Inference time is so slow.

Question

Inference time is so slow.

chazo1994 opened this issue 4 years ago · comments

chazo1994 commented 4 years ago

I used GPU RTX 2080TI to train and infer model. Training time is so quick, but inference time so slow (I run gen_wavernn.py from wav file ). I saw that after upsample, the number of frames increase hundred times.
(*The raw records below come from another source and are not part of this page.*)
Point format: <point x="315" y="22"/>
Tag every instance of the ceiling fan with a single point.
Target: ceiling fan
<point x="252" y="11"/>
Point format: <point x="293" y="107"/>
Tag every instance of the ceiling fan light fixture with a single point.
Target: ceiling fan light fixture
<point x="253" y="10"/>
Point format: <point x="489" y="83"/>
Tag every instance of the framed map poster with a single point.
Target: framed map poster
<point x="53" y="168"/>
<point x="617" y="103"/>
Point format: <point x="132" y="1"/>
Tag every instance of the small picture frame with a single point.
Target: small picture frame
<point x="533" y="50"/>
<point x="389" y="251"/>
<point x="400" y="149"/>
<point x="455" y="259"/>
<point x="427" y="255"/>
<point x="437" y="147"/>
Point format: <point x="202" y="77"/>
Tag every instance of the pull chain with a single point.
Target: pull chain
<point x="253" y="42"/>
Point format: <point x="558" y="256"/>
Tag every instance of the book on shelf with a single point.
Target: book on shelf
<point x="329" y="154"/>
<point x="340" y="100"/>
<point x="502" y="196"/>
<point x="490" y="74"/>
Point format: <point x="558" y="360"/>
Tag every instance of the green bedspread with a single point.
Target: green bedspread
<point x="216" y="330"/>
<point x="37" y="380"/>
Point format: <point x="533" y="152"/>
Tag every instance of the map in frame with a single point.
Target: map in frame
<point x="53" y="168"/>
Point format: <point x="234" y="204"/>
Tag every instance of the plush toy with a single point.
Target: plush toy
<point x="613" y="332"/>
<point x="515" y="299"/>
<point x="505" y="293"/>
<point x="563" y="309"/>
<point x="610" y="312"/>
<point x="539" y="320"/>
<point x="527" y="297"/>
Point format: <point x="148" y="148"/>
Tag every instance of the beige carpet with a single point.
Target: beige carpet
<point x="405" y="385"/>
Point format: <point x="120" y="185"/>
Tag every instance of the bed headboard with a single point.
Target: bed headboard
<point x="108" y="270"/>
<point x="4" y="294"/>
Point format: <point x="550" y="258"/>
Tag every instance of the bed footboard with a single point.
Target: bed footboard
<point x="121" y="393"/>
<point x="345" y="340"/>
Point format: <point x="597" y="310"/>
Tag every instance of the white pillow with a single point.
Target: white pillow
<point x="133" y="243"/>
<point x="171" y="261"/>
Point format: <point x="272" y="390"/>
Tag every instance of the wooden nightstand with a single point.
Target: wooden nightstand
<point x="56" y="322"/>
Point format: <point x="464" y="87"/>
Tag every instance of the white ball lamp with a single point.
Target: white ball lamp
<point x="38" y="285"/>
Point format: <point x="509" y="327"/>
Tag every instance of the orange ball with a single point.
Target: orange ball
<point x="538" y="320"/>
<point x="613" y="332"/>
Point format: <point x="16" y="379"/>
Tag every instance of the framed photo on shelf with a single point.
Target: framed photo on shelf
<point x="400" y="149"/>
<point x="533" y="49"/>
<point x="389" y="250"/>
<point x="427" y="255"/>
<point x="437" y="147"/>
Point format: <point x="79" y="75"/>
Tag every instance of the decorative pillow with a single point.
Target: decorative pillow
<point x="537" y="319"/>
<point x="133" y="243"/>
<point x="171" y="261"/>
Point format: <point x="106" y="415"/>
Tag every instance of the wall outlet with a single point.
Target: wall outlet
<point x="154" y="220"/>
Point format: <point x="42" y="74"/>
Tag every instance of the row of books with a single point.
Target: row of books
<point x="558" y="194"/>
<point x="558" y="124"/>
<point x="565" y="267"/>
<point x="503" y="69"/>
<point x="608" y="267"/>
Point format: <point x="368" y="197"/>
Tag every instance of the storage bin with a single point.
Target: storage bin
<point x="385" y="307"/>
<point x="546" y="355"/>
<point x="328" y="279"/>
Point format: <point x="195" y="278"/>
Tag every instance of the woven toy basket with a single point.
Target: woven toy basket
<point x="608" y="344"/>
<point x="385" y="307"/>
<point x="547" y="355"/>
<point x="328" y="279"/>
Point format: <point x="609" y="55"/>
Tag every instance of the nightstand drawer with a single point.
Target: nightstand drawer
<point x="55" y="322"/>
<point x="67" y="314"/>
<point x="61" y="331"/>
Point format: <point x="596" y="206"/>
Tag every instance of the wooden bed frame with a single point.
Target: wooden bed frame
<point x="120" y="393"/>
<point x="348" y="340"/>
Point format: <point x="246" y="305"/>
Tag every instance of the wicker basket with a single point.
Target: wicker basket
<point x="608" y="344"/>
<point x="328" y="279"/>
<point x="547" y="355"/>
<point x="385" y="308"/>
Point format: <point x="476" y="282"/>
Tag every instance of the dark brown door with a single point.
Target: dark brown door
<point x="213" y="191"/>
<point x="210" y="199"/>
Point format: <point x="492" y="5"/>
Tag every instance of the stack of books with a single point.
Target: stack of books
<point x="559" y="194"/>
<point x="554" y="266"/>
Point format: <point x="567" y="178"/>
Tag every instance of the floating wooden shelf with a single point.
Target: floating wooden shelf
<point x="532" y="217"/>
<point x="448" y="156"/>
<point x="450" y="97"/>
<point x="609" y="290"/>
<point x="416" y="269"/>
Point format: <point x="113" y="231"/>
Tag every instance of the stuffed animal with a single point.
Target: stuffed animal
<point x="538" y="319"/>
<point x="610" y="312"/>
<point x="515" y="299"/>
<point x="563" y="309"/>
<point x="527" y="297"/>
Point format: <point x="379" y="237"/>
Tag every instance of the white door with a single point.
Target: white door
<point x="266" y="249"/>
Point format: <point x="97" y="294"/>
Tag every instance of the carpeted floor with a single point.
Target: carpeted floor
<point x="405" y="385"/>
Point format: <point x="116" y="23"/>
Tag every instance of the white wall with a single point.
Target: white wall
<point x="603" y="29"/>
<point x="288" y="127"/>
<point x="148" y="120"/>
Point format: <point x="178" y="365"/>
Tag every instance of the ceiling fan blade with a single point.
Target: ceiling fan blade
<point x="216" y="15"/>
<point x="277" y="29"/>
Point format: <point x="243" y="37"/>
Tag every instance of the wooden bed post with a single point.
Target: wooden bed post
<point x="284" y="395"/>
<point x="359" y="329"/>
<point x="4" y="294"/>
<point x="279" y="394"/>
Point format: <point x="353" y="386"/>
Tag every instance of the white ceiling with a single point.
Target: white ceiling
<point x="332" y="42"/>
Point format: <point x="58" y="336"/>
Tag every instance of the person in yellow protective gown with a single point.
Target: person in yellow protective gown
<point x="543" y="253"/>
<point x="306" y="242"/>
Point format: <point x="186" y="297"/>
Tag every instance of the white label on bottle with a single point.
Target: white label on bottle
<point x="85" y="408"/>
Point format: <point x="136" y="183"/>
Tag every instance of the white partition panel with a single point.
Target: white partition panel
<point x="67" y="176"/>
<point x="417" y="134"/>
I know that WaveRNN is very quick in compared with others Neural Vocoder.

mindmapper15 · Answer 1 · Wed Jul 01 2020 11:16:24 GMT+0800 (China Standard Time)

Without batched generation, the inference speed of WaveRNN Vocoder is slow just like the any other WaveNet-based Neural Vocoders.

What makes WaveRNN generates audio fast is batched mode generation, which splits a single utterance into multiple segments to generate audio parallely.

To use batched mode generation for increasing audio generation speed, set voc_gen_batched=True in hparams.py

NOTE: batched mode generation is trade-off feature, if you set voc_target in hparams.py to smaller value, the generation speed will increase but the quality of generated audio goes worse.

chazo1994 · Answer 2 · Wed Jul 01 2020 11:33:51 GMT+0800 (China Standard Time)

Without batched generation, the inference speed of WaveRNN Vocoder is slow just like the any other WaveNet-based Neural Vocoders.

What makes WaveRNN generates audio fast is batched mode generation, which splits a single utterance into multiple segments to generate audio parallely.

To use batched mode generation for increasing audio generation speed, set voc_gen_batched=True in hparams.py

NOTE: batched mode generation is trade-off feature, if you set voc_target in hparams.py to smaller value, the generation speed will increase but the quality of generated audio goes worse.

I already use batch processing, but it still so slow.

mindmapper15 · Answer 3 · Fri Jul 03 2020 08:55:49 GMT+0800 (China Standard Time)

I already use batch processing, but it still so slow.

I don't know how much speed you expect but decreasing voc_target in hparams.py would help to speed up inference.
But the quality of synthesized audio will become worse.